Imagine my surprise when we moved to the country a few years later and found the partying was as intense as you’d find in any Fulham gathering a decade previously. I’m no prude, and I’ve nothing against Mummy’s wine-time, but Mummy’s drug-time was quite the eye-opener.
It first became apparent that some women were fuelled by more than home-made protein bars when I was invited to a school mum’s birthday lunch a few months after our move.
I was tentatively making friends and she was very much one of the alphas, complete with aristocratic husband, glamorous friends staying at the weekends, beautiful clothes and the most incredible Cotswold stone manor house.
I felt honoured to be there, and very shy, as I walked into her massive kitchen. Yet after delectable poached salmon, our hostess vanished for a few minutes with one of the other mothers. On returning, another bottle of white wine was opened, and they seemed far chattier.
As the afternoon went on, it became increasingly obvious most of them were taking cocaine. I had to do the school run later so I sipped half a glass of wine for hours, feeling increasingly gauche as the conversations around me grew louder. When I left at five everyone else looked as though they were settling in for the evening.
That opened my eyes, and I realised there was a whole social group which was renowned for not getting much sleep from Friday to Sunday.
The close friends I made were like me and worked during the week – a lawyer, a GP and a teacher, none of whom had any interest in drugs. We all agreed it wasn’t worth risking our jobs in these days of social media; it would only take one #greatnightout and a picture of us next to a pile of white powder to be unemployed. Or worse.
But we were all invited to dinner parties where after chocolate fondant the ‘real’ pudding would be brought out.
I sometimes felt boring saying no, but a London friend had a heart attack aged 40 from cocaine use. It simply didn’t appeal any more. And watching 40 and even 50-year-olds sweating, chuntering and gurning didn’t exactly make me feel I was missing out.
It got to the point where around midnight, when the party would rack up – literally – a few notches, my husband and I would slip away and enjoy a full night of peaceful sleep.
Now, if you asked them, none of these slender, beautifully-coiffed women and their florid husbands would consider themselves to be in the throes of addiction. There’s no harm in a bit of fun, after all?
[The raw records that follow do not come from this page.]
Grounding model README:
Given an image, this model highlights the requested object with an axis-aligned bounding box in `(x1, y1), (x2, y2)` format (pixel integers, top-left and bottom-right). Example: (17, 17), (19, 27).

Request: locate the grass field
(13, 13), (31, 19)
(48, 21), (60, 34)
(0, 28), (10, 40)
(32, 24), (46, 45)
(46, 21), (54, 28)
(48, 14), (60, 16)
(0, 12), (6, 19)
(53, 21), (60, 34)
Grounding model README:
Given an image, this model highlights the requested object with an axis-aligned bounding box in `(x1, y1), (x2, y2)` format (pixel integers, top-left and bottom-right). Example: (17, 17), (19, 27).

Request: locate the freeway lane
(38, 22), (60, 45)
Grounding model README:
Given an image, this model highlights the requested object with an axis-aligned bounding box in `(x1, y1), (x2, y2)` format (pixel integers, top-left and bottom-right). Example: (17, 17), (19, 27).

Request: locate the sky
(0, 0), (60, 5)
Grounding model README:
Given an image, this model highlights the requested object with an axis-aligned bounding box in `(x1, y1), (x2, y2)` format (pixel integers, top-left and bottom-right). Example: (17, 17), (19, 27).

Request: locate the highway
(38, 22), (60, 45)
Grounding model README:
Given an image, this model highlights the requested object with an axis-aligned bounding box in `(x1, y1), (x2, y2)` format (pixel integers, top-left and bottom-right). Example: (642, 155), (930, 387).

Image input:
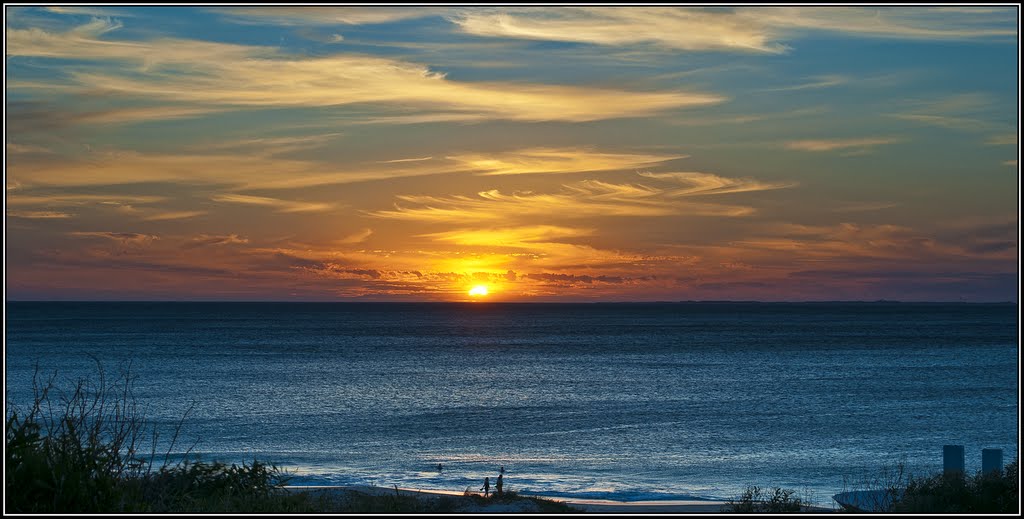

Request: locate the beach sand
(287, 486), (835, 514)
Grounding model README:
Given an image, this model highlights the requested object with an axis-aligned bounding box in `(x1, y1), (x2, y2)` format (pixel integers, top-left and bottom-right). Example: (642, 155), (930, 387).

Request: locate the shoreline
(285, 485), (837, 514)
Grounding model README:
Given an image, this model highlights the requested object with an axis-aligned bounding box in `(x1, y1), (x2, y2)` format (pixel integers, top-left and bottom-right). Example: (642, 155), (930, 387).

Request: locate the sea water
(5, 302), (1019, 504)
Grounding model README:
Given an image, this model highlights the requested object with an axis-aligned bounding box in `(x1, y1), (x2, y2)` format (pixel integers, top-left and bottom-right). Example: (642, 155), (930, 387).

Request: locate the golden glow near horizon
(5, 5), (1020, 301)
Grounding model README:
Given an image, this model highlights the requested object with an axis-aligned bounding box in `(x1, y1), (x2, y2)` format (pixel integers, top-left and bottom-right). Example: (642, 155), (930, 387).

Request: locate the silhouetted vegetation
(4, 362), (317, 513)
(722, 486), (807, 514)
(893, 461), (1020, 514)
(4, 361), (574, 514)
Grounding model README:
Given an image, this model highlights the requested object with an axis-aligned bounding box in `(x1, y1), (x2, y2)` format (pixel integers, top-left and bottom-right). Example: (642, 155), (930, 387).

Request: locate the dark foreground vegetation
(893, 461), (1020, 514)
(4, 367), (572, 514)
(722, 461), (1020, 514)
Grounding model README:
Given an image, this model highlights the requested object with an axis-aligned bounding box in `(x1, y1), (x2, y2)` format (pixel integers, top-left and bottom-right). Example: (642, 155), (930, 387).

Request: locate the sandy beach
(286, 486), (835, 514)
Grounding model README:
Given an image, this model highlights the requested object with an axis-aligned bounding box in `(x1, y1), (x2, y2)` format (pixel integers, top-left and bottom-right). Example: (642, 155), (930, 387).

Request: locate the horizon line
(4, 299), (1019, 305)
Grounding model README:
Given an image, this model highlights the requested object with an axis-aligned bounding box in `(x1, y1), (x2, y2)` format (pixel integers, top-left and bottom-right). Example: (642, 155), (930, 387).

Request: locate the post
(981, 448), (1002, 475)
(942, 445), (964, 476)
The stuff is obtained from well-spoken people in the local pub or ‘my man’ in one of the larger towns.
But, as I recall from my party days, cocaine can easily move from being fun to being a problem. I think cocaine is always used to fill a hole. That white powder is the soft scream of those whose lives are seemingly perfect but in fact lack something fundamental and fulfilling.
What’s more, what’s pure Scott Fitzgerald or Jilly Cooper glam at 3am is quite different when you’re in the village shop the next day, buying Diet Coke, sniffing inelegantly, your skin grey and dingy from the previous night’s proclivities.
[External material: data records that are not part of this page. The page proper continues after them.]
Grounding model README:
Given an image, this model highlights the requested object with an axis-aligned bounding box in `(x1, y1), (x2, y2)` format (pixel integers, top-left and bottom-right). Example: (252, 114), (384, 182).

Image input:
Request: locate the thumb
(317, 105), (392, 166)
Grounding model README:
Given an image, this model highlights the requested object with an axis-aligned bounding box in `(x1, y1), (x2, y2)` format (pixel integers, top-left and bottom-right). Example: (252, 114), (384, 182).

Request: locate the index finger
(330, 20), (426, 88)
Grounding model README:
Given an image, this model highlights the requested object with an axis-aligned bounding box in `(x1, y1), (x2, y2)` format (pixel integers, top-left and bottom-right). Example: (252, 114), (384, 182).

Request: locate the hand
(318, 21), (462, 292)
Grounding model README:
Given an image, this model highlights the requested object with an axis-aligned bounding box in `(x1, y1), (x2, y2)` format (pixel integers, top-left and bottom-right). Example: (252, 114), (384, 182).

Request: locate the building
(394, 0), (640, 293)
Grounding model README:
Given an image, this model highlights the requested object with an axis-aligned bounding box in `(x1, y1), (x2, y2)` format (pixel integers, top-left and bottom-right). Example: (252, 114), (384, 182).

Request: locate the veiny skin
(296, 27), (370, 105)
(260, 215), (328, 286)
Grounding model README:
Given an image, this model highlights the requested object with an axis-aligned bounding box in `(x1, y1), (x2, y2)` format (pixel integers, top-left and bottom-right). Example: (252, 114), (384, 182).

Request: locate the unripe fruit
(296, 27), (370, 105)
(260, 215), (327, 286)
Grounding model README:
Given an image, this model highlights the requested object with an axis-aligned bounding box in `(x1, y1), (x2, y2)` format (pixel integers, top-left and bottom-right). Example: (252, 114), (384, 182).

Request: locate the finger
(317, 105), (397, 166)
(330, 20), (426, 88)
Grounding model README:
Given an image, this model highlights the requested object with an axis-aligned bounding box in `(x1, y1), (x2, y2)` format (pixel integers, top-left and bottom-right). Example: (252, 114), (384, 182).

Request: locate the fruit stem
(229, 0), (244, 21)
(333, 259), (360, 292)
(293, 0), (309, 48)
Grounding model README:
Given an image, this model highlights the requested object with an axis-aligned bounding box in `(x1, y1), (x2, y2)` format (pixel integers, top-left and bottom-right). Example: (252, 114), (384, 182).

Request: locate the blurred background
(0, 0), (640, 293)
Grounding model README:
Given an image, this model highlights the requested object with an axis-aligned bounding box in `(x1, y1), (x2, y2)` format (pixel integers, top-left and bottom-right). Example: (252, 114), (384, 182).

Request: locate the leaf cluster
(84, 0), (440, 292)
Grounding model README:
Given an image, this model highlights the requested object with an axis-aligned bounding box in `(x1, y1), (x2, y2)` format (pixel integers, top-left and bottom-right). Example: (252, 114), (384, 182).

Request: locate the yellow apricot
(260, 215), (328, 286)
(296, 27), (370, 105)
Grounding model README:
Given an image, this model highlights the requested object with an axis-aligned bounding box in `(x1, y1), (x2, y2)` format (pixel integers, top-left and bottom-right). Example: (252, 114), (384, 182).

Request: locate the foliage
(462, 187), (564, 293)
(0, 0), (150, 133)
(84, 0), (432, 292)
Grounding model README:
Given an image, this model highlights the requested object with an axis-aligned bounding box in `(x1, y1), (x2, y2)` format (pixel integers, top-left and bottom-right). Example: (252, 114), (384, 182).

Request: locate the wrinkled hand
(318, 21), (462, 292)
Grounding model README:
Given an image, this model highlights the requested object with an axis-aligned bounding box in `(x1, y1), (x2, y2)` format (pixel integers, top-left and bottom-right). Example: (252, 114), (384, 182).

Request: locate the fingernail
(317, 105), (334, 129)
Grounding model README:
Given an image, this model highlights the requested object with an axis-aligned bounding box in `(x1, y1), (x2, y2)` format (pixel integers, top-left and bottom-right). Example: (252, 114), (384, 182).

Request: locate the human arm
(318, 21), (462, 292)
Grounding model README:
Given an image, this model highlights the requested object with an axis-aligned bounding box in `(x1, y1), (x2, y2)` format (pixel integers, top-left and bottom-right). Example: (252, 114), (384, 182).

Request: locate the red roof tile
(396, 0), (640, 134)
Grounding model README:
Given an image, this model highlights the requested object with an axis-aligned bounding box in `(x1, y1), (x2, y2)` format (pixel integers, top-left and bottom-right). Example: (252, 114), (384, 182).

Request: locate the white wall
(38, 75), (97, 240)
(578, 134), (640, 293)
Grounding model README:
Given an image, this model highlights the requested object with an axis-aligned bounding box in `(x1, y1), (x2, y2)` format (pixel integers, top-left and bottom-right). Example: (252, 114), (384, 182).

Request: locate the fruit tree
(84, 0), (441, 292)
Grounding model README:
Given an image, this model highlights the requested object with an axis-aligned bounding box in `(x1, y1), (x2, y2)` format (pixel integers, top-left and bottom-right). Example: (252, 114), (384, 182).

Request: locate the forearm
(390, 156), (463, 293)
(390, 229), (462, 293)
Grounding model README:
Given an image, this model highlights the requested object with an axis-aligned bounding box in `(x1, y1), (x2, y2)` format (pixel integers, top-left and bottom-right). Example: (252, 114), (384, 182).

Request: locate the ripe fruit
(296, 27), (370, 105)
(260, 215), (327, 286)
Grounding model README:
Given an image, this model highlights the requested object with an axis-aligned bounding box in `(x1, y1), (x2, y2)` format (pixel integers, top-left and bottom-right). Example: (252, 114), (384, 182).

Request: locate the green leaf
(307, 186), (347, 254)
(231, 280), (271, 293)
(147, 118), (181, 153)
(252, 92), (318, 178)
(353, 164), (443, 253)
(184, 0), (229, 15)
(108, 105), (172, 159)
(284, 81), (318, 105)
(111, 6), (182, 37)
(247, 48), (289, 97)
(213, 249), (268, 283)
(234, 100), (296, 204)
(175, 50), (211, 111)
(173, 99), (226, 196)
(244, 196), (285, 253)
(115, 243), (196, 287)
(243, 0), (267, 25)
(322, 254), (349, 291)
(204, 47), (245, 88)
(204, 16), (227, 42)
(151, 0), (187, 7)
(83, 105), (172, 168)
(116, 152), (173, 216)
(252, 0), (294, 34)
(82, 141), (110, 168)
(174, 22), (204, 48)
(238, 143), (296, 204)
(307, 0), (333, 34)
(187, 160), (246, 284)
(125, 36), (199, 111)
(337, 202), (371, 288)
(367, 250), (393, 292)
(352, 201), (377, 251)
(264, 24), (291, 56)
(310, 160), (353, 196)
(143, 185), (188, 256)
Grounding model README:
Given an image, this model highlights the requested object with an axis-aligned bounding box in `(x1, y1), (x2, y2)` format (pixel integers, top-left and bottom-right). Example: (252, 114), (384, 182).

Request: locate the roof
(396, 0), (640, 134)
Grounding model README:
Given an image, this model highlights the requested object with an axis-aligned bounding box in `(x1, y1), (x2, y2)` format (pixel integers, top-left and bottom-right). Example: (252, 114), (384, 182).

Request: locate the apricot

And how about sex? Cocaine does, after all, lower inhibitions. I went to a party in a beautiful barn a couple of years ago. It was gorgeously decorated with fire pits dotted outside and a cocktail bar. My husband and I left, as was our wont, at midnight when the music got faster and voices speeded up alongside.
The next day the rumour mill was buzzing that a married couple (not to each other) had gone missing for quite some time and come back looking rather dishevelled.
What I find most disturbing is that children are never immune to parental behaviour. Now they’re older, they’re well aware of what their parents are up to, and I’d personally be worried that they’re following in their footsteps.
Friends in a neighbouring village boast about how close they are to their sons, who are in their twenties. They all take drugs together at the weekend. What great family bonding that must be.
I wouldn’t say I hate the festive season spent among the glossy posse, but in addition to all the meal prep and the present buying, I’m steeling myself for being bored senseless by those who can’t enjoy a night out without chemical help.
Let it snow, let it snow – but only if it comes from the actual sky.